With top_articles you can get data about the top 1,000 articles by pageviews on a project within a given timeframe (and on a given platform). This uses distinct year/month/day arguments, and for month and day, you can select “all” indicating that you want the top articles overall in a given year or month respectively.

str(top_articles())
## 'data.frame':    1000 obs. of  8 variables:
##  $ project    : chr  "wikipedia" "wikipedia" "wikipedia" "wikipedia" ...
##  $ language   : chr  "en" "en" "en" "en" ...
##  $ article    : chr  "Main_Page" "Special:Search" "Annie_Besant" "Landslide_(Fleetwood_Mac_song)" ...
##  $ access     : chr  "all-access" "all-access" "all-access" "all-access" ...
##  $ granularity: chr  "day" "day" "day" "day" ...
##  $ date       : POSIXct, format: "2015-10-01" "2015-10-01" ...
##  $ rank       : num  1 2 3 4 5 6 7 8 9 10 ...
##  $ views      : num  18704051 2897671 292707 289704 194791 ...

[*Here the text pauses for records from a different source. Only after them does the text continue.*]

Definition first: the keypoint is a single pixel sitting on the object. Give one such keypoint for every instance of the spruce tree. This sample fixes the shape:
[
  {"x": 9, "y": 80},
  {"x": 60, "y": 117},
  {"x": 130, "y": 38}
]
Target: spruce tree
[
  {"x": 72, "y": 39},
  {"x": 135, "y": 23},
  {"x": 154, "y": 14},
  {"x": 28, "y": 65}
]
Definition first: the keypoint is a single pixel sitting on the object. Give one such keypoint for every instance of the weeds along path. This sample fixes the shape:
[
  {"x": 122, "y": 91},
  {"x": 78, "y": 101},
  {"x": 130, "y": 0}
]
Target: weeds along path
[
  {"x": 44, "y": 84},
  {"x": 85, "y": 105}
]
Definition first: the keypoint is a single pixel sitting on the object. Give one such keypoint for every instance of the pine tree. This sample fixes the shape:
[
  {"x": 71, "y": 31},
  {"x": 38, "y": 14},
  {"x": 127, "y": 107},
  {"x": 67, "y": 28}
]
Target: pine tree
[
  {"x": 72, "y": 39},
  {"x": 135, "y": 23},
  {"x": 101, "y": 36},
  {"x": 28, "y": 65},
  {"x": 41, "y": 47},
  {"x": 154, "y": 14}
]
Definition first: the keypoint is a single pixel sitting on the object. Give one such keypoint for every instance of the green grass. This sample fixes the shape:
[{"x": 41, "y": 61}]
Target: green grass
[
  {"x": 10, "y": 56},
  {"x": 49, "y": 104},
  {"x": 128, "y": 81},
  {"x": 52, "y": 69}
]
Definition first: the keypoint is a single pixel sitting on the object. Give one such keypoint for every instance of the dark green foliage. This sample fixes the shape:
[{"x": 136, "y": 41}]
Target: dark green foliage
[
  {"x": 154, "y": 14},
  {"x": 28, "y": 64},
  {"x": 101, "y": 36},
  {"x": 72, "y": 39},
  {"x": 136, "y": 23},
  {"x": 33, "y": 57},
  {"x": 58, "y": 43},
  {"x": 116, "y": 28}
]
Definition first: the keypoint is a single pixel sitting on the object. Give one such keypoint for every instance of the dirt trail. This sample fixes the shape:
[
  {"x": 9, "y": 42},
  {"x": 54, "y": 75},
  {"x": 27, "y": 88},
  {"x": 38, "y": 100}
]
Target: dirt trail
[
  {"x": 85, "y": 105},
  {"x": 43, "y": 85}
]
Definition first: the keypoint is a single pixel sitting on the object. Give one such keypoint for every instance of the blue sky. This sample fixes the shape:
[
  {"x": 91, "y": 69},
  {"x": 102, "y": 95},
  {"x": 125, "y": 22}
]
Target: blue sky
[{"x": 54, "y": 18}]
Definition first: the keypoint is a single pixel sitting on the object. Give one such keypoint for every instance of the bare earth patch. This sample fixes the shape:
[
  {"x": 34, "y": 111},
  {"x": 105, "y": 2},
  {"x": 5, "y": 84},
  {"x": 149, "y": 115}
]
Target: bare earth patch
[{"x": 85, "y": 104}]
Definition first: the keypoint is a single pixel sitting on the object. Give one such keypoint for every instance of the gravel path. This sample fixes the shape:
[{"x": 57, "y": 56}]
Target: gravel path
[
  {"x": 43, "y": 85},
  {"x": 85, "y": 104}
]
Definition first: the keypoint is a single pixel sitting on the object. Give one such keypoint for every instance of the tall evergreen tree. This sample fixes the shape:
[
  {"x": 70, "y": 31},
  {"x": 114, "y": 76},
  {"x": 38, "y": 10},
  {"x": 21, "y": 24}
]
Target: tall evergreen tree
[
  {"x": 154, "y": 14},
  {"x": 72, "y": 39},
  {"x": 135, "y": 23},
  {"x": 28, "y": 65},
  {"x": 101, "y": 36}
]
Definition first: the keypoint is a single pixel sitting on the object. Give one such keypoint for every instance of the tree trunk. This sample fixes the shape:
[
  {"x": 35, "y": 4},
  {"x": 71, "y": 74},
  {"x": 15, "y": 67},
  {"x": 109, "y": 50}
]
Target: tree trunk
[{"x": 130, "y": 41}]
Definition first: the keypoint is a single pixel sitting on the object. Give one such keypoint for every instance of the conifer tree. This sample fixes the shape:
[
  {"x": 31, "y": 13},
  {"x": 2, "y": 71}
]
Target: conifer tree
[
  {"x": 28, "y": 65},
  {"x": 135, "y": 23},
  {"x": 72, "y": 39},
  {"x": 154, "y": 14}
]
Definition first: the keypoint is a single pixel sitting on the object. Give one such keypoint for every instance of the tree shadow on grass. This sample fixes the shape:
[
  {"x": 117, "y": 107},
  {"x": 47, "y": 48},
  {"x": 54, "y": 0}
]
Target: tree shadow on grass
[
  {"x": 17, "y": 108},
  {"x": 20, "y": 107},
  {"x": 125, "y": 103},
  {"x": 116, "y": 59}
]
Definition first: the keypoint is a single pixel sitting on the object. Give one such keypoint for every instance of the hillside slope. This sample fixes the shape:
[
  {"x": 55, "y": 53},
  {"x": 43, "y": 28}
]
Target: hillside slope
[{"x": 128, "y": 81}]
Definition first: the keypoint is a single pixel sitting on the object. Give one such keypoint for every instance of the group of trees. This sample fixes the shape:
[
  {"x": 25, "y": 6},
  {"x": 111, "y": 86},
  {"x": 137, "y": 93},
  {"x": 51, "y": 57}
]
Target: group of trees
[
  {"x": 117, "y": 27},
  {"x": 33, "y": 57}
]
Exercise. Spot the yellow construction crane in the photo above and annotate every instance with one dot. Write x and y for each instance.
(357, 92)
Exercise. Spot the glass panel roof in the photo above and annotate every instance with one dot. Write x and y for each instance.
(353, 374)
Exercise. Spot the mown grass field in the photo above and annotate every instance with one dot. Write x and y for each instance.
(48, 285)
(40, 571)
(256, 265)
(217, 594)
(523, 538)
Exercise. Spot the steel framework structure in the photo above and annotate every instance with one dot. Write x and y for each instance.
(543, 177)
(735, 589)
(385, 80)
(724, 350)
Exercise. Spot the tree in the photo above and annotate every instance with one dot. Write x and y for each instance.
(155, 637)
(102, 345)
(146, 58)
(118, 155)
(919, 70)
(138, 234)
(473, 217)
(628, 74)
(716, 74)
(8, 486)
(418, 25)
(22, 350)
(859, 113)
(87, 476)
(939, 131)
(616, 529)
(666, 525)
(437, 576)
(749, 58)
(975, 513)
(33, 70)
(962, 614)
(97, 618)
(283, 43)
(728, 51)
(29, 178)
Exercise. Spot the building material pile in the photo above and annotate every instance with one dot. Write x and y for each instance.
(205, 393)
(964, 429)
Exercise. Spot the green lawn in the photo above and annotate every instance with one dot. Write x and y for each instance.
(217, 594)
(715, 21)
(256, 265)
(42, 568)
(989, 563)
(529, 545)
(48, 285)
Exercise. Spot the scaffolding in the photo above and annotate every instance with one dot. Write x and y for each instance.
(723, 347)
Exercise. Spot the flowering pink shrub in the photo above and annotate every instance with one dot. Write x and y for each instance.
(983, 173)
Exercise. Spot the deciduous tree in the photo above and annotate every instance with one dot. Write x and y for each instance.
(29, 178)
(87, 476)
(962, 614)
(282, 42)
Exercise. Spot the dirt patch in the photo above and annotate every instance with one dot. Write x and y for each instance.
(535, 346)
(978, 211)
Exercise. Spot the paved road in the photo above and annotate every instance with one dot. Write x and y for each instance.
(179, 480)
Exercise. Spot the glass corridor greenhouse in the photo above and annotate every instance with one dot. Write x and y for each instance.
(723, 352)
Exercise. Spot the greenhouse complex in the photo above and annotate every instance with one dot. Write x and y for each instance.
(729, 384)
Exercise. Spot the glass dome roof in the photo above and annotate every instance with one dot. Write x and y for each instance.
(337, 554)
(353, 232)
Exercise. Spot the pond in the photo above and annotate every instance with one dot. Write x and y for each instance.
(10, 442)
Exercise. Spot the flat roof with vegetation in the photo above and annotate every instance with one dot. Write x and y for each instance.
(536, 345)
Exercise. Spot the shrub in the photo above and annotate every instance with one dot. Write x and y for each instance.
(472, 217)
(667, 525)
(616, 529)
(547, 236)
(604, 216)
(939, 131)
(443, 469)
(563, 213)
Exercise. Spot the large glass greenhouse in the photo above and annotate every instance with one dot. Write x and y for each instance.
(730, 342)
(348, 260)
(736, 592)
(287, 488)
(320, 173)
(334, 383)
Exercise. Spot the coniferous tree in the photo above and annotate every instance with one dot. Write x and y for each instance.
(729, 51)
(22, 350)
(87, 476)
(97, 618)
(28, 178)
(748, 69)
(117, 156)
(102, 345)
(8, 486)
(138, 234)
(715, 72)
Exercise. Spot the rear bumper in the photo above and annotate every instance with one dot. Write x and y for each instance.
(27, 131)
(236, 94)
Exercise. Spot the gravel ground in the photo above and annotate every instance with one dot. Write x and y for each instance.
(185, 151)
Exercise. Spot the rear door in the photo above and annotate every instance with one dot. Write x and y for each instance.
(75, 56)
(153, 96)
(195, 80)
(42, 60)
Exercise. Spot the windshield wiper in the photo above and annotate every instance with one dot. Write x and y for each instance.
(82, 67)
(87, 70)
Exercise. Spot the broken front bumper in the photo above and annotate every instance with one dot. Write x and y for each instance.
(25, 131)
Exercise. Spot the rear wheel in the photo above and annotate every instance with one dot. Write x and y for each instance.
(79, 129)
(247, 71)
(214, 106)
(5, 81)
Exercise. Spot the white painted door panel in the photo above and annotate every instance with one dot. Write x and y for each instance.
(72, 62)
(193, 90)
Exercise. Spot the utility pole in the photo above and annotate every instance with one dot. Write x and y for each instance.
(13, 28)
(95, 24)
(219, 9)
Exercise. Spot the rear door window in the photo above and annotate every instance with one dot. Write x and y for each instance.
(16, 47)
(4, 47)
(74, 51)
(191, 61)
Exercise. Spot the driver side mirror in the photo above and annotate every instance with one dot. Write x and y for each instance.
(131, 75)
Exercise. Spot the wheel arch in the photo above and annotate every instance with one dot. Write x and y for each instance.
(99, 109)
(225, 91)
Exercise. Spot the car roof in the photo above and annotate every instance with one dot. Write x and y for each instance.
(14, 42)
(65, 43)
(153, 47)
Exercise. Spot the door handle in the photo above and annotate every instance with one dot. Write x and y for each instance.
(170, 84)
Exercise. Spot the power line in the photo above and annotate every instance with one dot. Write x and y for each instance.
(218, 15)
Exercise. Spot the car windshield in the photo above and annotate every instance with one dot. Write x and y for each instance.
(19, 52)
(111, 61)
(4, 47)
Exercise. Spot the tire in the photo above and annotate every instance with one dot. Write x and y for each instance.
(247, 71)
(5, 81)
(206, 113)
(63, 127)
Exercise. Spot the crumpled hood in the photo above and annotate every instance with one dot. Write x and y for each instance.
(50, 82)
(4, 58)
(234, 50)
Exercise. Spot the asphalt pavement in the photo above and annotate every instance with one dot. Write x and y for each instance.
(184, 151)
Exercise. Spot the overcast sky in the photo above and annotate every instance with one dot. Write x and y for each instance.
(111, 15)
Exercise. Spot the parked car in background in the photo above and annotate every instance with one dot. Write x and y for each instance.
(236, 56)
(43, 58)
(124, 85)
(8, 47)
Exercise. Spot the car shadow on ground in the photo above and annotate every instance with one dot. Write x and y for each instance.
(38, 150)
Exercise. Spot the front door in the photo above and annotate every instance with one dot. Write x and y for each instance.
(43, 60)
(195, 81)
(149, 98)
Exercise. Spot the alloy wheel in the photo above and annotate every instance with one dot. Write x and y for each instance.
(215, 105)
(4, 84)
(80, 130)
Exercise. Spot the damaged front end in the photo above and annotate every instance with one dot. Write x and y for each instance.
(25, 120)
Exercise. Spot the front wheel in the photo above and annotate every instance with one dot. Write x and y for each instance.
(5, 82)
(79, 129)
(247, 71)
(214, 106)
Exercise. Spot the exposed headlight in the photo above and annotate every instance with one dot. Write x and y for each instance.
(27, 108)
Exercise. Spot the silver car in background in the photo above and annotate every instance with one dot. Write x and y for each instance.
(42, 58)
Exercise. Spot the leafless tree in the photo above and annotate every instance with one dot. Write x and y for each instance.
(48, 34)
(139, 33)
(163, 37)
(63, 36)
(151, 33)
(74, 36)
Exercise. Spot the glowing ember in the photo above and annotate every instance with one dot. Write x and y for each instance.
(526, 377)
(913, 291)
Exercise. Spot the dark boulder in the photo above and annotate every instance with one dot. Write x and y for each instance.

The underlying data source here is likely to change, because it currently contains some automata, so be aware that there may be noise or unexpected entries in data from this function.

Bugs and feature suggestions

If there’s something missing in the client that’s supported by the API proper, please submit an issue! And, while the author of this package doesn’t maintain the API, if you see functionality that you need that isn’t covered by the API, you can still submit an issue on the client repo - I’ll just courier them over to the Wikimedia bug-tracker.